Les CRANKs plutôt que l’Axe du Mal ?

Selon Paul J. Saunders, l’usage de cet acronyme est préférable à celui d’ « Axe du Mal » (Axis of Evil), la rhétorique moralisatrice des « années Bush » (George W. Bush, Président des États-Unis, 2000-2008) et de la « guerre contre le terrorisme » s’étant révélée approximative, voire contre-productive. Dans le contexte géopolitique contemporain, le président du Center for the National Interest insiste sur le fait que la confrontation avec les CRANKs exigera des États-Unis qu’ils coopèrent avec des régimes ne respectant pas toujours les normes et les standards des démocraties occidentales, les régimes pleinement démocratiques ne représentant qu’un septième des États à la surface de la Terre. Par ailleurs, le quatuor des CRANKS ne constituerait pas un bloc géopolitique mais un agencement d’alliances et de coopérations bilatérales, ce qui laisserait aux États-Unis la possibilité de manœuvrer dans les interstices et de diviser les pays regroupés sous cette appellation (ce machiavélisme raisonné laisse dubitatif). Last but not least, l’acronyme de CRANK n’a rien de mélioratif ; il n’est pas susceptible d’être repris à leur compte par les pays qu’il désigne, leur donnant ainsi plus de substance et de surface (voir a contrario le succès politico-sémantique du « BRICS », devenu le « BRICS+ »).

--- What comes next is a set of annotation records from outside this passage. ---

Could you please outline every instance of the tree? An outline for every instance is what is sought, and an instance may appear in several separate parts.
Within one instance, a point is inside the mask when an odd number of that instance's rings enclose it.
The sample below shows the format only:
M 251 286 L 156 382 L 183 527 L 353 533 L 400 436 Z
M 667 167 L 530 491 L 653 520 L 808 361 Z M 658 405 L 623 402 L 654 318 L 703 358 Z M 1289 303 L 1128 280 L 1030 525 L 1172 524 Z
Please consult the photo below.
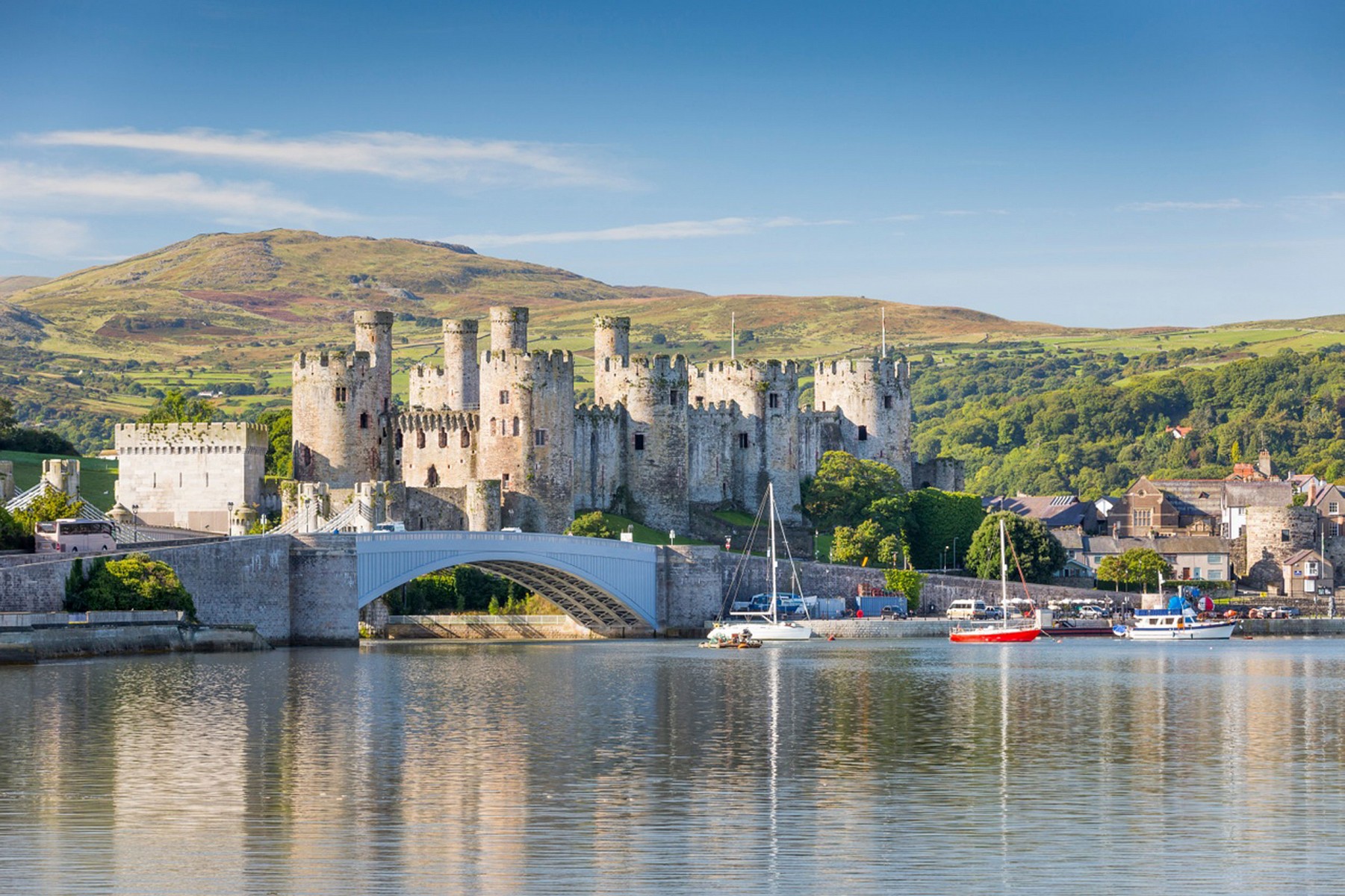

Prononcée par George W. Bush dans son discours sur l’état de l’Union le 29 janvier 2002, l’expression d’ « Axe du Mal » ( « The Axis of Evil ») désignait les « États voyous » ( « Rogue States ») à l’instar de l’Irak, l’Iran et la Corée du Nord étant nommés à titre d’exemple. Dans l’éloge funèbre prononcé trois jours après les attentats du 11 septembre 2001, le président des États-Unis avait précédemment exprimé cette vue du monde basée sur la « clarté morale » : « Les Américains, que trois jours seulement séparent de ces événements, ne bénéficient pas encore du recul historique. Mais notre devoir historique est déjà clair : répliquer à ces attaques et débarrasser le monde du Mal. » La thématique inspira également le discours présidentiel prononcé devant les cadets de West Point, le 1er juin 2002. Sur les rives européennes de l’Atlantique Nord, les critiques virent en l’expression d’ « Axe du Mal » un écho du biblisme qui imprègne les représentations géopolitiques américaines. Ainsi aime-t-on citer la fameuse tirade de Ronald Reagan sur l’URSS, dénoncée comme « Empire du Mal » devant une assemblée de pasteurs et de théologiens protestants2 (discours d’Orlando, 8 mars 1983).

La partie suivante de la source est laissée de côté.